Similarly, George Orwell's works, while not as exaggerated, confirmed the practice of using dystopian fiction to take a different outlook on highly common themes, including identity and personal desires.
[2] After World War II, absurdists carried this focus one step further by placing these common themes in surreal and fantastic settings, turning what would have been otherwise mundane concepts into distinctive, stand-out ones, thus converting the paranoid fiction genre into a legitimate one.
Generally, however, paranoid fiction avoids explicitly defined themes and concrete motifs in favor of allegories and ambiguous symbolism to emphasize the dreamlike and unreal nature of the characters' world.
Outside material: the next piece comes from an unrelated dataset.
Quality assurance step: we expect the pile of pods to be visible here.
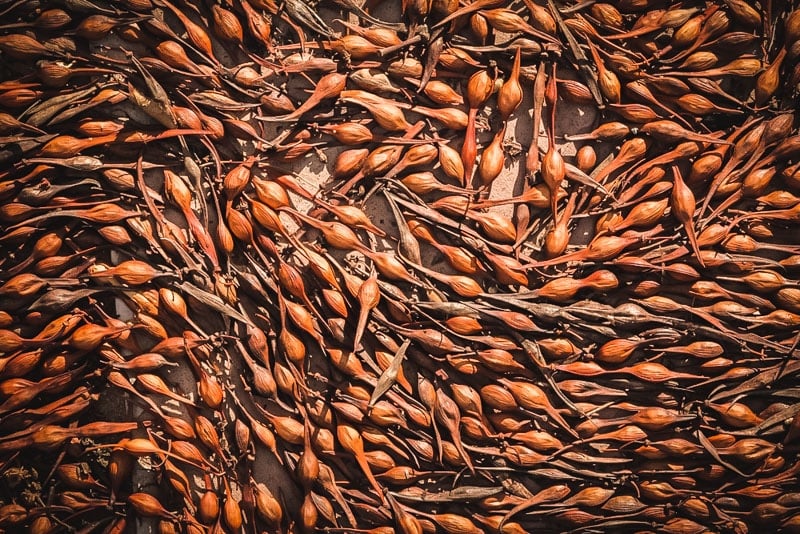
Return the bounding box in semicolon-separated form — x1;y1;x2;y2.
1;0;800;532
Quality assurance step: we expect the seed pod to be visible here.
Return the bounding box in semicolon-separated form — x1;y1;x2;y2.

George Orwell's Nineteen Eighty-Four can be viewed as a balance of the two, depicting the Party as crushing free will through a strictly defined language and constant monitoring, but also through psychological torture and the distorting of people's viewpoints on what is true and what is false.
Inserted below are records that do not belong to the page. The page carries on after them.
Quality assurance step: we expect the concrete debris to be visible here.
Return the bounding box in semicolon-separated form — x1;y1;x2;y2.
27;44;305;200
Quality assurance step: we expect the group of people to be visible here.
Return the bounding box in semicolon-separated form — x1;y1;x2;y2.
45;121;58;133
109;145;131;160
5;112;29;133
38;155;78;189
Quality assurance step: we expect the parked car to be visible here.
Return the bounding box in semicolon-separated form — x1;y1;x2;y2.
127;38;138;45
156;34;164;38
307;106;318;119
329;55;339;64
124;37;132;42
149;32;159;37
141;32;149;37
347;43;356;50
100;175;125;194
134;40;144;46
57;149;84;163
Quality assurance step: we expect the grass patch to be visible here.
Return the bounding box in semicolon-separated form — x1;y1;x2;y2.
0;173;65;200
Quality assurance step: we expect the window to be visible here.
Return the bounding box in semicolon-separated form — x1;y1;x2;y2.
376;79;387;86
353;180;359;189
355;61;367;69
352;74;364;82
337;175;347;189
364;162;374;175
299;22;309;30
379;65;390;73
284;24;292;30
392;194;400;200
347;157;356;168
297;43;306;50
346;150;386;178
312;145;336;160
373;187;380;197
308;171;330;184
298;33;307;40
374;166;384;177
To further increase their "magic realism," works of paranoid fiction often employ common devices and archetypes from other genres, including a detective-solving structure, plot twists, or philosophical themes, to create a surrealistic tone and an atmosphere of fear and dread.
Plots also tend to be fanciful and occasionally futuristic to emphasize their inherent absurdity and imaginativeness, but also maintain some measure of realism to comment on how apparently unrealistic stories can, in fact, be (often frighteningly) closer to real life than one might think at first glance.